どこの田舎者だとルイズが尋ねると、男は辺境の村で農夫をしていたと応えた。
眼に見えて落胆するルイズに何も言うこともせず、その日から男の使い魔としての生活が始まった。
男は有能であった、炊事に洗濯、その他の雑用など男は何も言わず淡々とこなしたし、寝床が床であろうと食事が使い魔のエサであろうと文句一つ言うことすらなかった。
そんな男に馬鹿にされているとルイズが癇癪を起こしたことがあったが、しかしいくら鞭で叩いてもいつもと変わらない陰鬱な表情を崩さない男にルイズの感情は長続きしなかった。
次第にルイズは男のことを気味が悪いと思うようになった。
ギーシュと決闘でそれは頂点に達した。
ワルキューレ達に滅多打ちにされる男、体中から血を流し、常人なら昏倒するほどの傷を受けながら男はいつもの陰鬱な表情をまったく揺らさなかったのだ。
そしてむせ返る血の匂いにギーシュが嫌になり始めたころ。
「気は済んだか?」
ただ一言そういい置いて、折れた足を引きずりながらヴェストリの広場を男は後にした。
誰も一言も口を利けなかった、それは男の雰囲気に呑まれたと言うだけではない。
服が破れ、流れ出た血で赤黒く染まった男の背中には、夥しい数の傷跡が刻まれていた。
その傷の数と、醜く引き攣れた火傷の跡が残る背中が空想のなかでしか戦を知らない若き獅子の子供達を思いとどまらせたのだった。
だがその背中を見ていたのは平和を謳歌する魔法学院の生徒たちだけではなく……
ルイズと男の仲が進展したのは“土くれ”が学院を襲った時である。
これまでルイズは主人でありながら使い魔として男をどう扱っていいか分からなかった。
だが身を挺してフーケの攻撃から庇ってくれたと言うのになんの感謝の言葉も言わないのでは貴族として誇りが許さない。
それからはルイズの別の形で苦悩に満ちた日々が始まった。
どうやって主人と使い魔の形を崩さずにお礼をすればいいのか? そう言うことばかり考える毎日だった。
男の方にもそんなルイズの気持ちは伝わったらしい、いつもの陰鬱な顔を僅かに緩めながら男は今日も雑用と畑仕事に精を出す。
だがもっとルイズは気に掛かるべきだったのだ、どうやって男が破壊の杖――M72ロケットランチャーの直撃を真正面から受けながら僅か全治2ヶ月程度の怪我で済んだのかと言うことを。
そしてついにその時は来た。
「はっはー、燃えろ、燃えろぉぉぉぉ!」
燃え盛る炎、真っ赤に真っ赤に人と家屋と空気を焼き焦がす炎。
その光景を見たとき、男の血は凍りついた。
「――相棒? おい、どうした、相棒!?」
男の異常にデルフリンガーが叫ぶが、しかし今の男にはその言葉は届かない。
「貴様……」
男の声に、先ほどまで炎を撒き散らしながら高笑いを上げていた白髪の男はゆらりと振り向いた。

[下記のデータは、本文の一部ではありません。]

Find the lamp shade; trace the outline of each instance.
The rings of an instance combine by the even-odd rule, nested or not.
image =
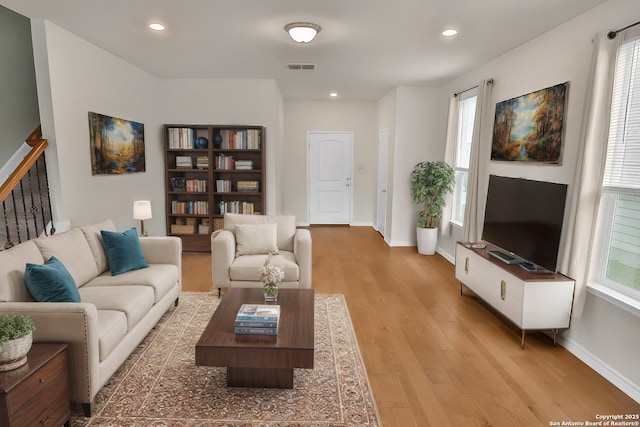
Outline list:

「ほう、これは見誤っていたようだ。匂いからしててっきり燃えカスかと思っていれば……」
そうして鉄で出来た棍棒のような杖を振り上げる。
「燃え残りの種火の中にこんな極上品が残っていたとはな!」
そしてメンヌヴィルは白く輝くほどの炎を放った、だが今の男にとってそれはなんら障害とは成りえない。
系統魔法を無効化する魔剣デルフリンガーがある上、男にはハルケギニアにはないある技術がある故だ。
男はゆっくりとデルフを構えその切っ先をメンヌヴィルに合わせる、ここ数年ただの一度も抱いたことのない殺意を込める。
不意に視界の端に鏡が映った、おそらく今の自分はおぞましい怪物の顔をしていることだろうと考えて……
「だめぇぇぇえええええええええええ!」
“頸”を込めた一刀で叩き切ろうとした炎の前に、男の主が飛び出して来たのは次の瞬間のことだった。
まさに刹那の出来事だった。
男を焼き尽くすはずだった炎は一人の少女が身を持って壁となったことで進路を変え、男の隣を通り過ぎていく。
その視界の端には鏡があった、生徒の素行を監視するためその場所で起こったほんの少し前の出来事を記録し映し出す魔法の鏡。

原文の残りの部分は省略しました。